PUI vice-president Aurélien Berger also said that the organization’s headquarters are in Limoges, but they went to Turkey along with volunteer rescuers from all over France.

Berger said: “Ambulances have arrived from the Korets region, Toulouse, Limoges and the Vendée. First we contacted AFAD. As soon as the approval came, we quickly hit the road. There were many people under the rubble. “We’re heading to the area. I hope we can catch up. We’re going with equipment loaded. We hope to do our best,” he said.
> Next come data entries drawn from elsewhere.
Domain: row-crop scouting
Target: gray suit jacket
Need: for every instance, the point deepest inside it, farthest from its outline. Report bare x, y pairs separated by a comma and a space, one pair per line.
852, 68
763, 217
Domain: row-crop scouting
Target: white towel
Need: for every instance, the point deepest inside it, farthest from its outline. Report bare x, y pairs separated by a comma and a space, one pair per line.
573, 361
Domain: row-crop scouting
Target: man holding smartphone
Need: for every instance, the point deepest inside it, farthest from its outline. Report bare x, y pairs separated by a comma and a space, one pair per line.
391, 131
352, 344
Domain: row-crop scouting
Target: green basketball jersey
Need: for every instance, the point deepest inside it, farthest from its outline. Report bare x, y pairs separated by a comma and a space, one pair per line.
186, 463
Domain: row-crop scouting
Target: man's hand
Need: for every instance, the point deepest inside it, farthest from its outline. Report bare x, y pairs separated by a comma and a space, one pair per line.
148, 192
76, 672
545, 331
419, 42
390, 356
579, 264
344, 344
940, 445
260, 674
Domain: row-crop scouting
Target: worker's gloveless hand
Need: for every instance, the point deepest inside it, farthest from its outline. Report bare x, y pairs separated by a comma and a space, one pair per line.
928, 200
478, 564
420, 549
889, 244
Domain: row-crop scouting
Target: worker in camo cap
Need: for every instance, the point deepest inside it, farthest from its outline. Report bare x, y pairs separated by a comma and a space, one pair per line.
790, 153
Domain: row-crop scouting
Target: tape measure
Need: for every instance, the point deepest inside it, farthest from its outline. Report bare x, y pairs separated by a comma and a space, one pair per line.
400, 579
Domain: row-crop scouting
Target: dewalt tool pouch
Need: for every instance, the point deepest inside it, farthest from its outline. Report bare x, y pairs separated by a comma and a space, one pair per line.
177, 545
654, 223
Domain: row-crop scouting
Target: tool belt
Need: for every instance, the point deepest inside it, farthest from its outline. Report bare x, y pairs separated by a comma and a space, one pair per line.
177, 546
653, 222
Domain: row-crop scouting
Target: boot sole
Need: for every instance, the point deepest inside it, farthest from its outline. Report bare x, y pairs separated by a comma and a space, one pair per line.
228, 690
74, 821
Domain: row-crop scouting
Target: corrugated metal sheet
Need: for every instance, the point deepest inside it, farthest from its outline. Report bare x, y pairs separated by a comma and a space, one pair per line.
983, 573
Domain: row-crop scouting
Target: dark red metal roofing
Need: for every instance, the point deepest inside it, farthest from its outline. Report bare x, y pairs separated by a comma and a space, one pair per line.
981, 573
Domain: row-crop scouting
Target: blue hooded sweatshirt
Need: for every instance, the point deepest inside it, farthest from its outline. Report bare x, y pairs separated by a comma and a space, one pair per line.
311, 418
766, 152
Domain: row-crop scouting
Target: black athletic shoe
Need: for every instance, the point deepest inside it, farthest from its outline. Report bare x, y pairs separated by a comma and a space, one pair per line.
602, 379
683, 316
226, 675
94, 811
Dr. Magali Zhanter, who is part of the team, states that they completed the team as specially trained earthquake and disaster rescue doctors. Stating that PUI is the second largest rescue team in France and that it provides first aid services in many parts of the world with UN certification. Janter said: “Because we are not a government agency, we have the opportunity to prepare and take action much faster. Depending on the disaster situation, we determine the point at which we can be most helpful. As a PUI team, we are fully equipped to retrieve victims trapped under the rubble, our experience is strong. This requires extremely special work. We are field-trained doctors, and our equipment and clothing are adapted to this. We are a little sad that we went on the Third day, but even after a week a life can be saved. We are determined, we remain as long as we are asked for help and there is a chance to live for those who are under the rubble to the end. We want to give,” he said.